Let $\struct {\N, +}$ be the commutative semigroup of natural numbers under addition.

From Inverse Completion of Natural Numbers, we can create $\struct {\N', +'}$, an inverse completion of $\struct {\N, +}$.

From Construction of Inverse Completion, this is done as follows:

Let $\boxtimes$ be the cross-relation defined on $\N \times \N$ by:

$\tuple {x_1, y_1} \boxtimes \tuple {x_2, y_2} \iff x_1 + y_2 = x_2 + y_1$

From Cross-Relation is Congruence Relation, $\boxtimes$ is a congruence relation.

Let $\struct {\N \times \N, \oplus}$ be the external direct product of $\struct {\N, +}$ with itself, where $\oplus$ is the operation on $\N \times \N$ induced by $+$ on $\N$:

$\tuple {x_1, y_1} \oplus \tuple {x_2, y_2} = \tuple {x_1 + x_2, y_1 + y_2}$

Let the quotient structure defined by $\boxtimes$ be $\struct {\dfrac {\N \times \N} \boxtimes, \oplus_\boxtimes}$

where $\oplus_\boxtimes$ is the operation induced on $\dfrac {\N \times \N} \boxtimes$ by $\oplus$.

Let us use $\N'$ to denote the quotient set $\dfrac {\N \times \N} \boxtimes$.

Let us use $+'$ to denote the operation $\oplus_\boxtimes$.

Thus $\struct {\N', +'}$ is the Inverse Completion of Natural Numbers.

As the Inverse Completion is Unique up to isomorphism, it follows that we can define the structure $\struct {\Z, +}$ which is isomorphic to $\struct {\N', +'}$.

An element of $\N'$ is therefore an equivalence class of the congruence relation $\boxtimes$.

So an element of $\Z$ is the isomorphic image of an element $\eqclass {\tuple {a, b} } \boxtimes$ of $\dfrac {\N \times \N} \boxtimes$.

The set of elements $\Z$ is called the integers.

Natural Number Difference

In the context of the natural numbers, the difference is defined as:

$n - m = p \iff m + p = n$

from which it can be seen that the above congruence can be understood as:

$\tuple {x_1, y_1} \boxtimes \tuple {x_2, y_2} \iff x_1 + y_2 = x_2 + y_1 \iff x_1 - y_1 = x_2 - y_2$

Thus this congruence defines an equivalence between pairs of elements which have the same difference.

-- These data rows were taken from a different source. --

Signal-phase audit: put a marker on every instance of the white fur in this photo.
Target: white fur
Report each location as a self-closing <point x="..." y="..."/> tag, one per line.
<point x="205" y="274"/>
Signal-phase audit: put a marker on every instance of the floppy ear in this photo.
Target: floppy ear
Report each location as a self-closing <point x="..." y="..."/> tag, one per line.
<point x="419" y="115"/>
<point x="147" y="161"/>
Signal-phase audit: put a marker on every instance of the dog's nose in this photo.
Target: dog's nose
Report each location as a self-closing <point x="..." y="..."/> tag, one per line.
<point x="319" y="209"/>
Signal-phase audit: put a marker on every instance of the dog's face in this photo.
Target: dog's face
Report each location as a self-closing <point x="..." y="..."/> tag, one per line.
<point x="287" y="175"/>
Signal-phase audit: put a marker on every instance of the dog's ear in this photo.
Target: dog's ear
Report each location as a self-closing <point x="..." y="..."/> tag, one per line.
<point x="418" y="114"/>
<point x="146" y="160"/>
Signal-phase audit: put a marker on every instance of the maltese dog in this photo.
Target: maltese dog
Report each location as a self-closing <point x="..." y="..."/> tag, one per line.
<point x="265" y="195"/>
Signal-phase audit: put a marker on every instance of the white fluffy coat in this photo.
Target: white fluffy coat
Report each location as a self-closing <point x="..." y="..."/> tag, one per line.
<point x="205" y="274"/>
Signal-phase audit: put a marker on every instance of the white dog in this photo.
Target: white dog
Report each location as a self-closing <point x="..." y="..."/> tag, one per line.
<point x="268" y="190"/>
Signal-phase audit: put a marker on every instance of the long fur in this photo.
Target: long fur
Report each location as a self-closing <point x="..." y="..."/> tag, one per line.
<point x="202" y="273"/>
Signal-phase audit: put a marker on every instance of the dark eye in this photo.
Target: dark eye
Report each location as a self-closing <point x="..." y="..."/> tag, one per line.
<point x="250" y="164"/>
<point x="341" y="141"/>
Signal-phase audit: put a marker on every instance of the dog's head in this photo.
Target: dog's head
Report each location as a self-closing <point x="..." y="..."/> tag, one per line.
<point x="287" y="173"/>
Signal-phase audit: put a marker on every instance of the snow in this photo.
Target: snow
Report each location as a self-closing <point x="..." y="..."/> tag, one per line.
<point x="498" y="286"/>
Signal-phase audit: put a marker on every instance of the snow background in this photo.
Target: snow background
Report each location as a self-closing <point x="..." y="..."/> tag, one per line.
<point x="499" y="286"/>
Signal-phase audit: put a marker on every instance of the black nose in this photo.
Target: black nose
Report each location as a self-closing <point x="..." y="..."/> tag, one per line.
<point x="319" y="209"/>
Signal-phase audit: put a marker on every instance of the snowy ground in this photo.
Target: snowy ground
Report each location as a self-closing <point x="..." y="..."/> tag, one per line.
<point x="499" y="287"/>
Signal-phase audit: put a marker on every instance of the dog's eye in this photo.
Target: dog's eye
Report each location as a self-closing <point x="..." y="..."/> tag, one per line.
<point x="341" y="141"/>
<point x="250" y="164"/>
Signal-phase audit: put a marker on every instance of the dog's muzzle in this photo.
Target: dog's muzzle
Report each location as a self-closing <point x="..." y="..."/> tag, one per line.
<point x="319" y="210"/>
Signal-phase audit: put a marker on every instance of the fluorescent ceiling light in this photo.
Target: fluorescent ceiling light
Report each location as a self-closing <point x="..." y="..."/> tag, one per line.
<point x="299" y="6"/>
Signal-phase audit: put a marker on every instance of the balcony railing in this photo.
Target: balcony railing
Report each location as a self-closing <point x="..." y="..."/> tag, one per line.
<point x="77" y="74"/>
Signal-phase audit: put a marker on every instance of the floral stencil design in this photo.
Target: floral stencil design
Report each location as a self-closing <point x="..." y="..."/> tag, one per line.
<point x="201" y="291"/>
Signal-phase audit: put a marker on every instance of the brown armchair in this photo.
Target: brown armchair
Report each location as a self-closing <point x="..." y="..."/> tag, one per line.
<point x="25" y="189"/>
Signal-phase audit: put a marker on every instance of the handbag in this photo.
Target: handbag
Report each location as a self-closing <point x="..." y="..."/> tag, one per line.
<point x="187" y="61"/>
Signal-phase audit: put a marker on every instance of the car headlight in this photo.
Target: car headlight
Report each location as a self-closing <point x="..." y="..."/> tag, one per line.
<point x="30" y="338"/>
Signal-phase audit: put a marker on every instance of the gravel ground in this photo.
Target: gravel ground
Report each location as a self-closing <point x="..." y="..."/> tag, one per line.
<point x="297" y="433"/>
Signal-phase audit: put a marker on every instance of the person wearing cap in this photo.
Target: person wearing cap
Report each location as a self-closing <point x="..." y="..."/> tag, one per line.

We have that $\eqclass {\tuple {a, b} } \boxminus$ is an equivalence class of ordered pairs of natural numbers under the congruence relation $\boxminus$.

As this notation is cumbersome, it is commonplace though technically incorrect to streamline it to $\eqclass {a, b} \boxminus$, or $\eqclass {a, b} {}$.

This is generally considered acceptable, as long as it is made explicit as to the precise meaning of $\eqclass {a, b} {}$ at the start of any exposition.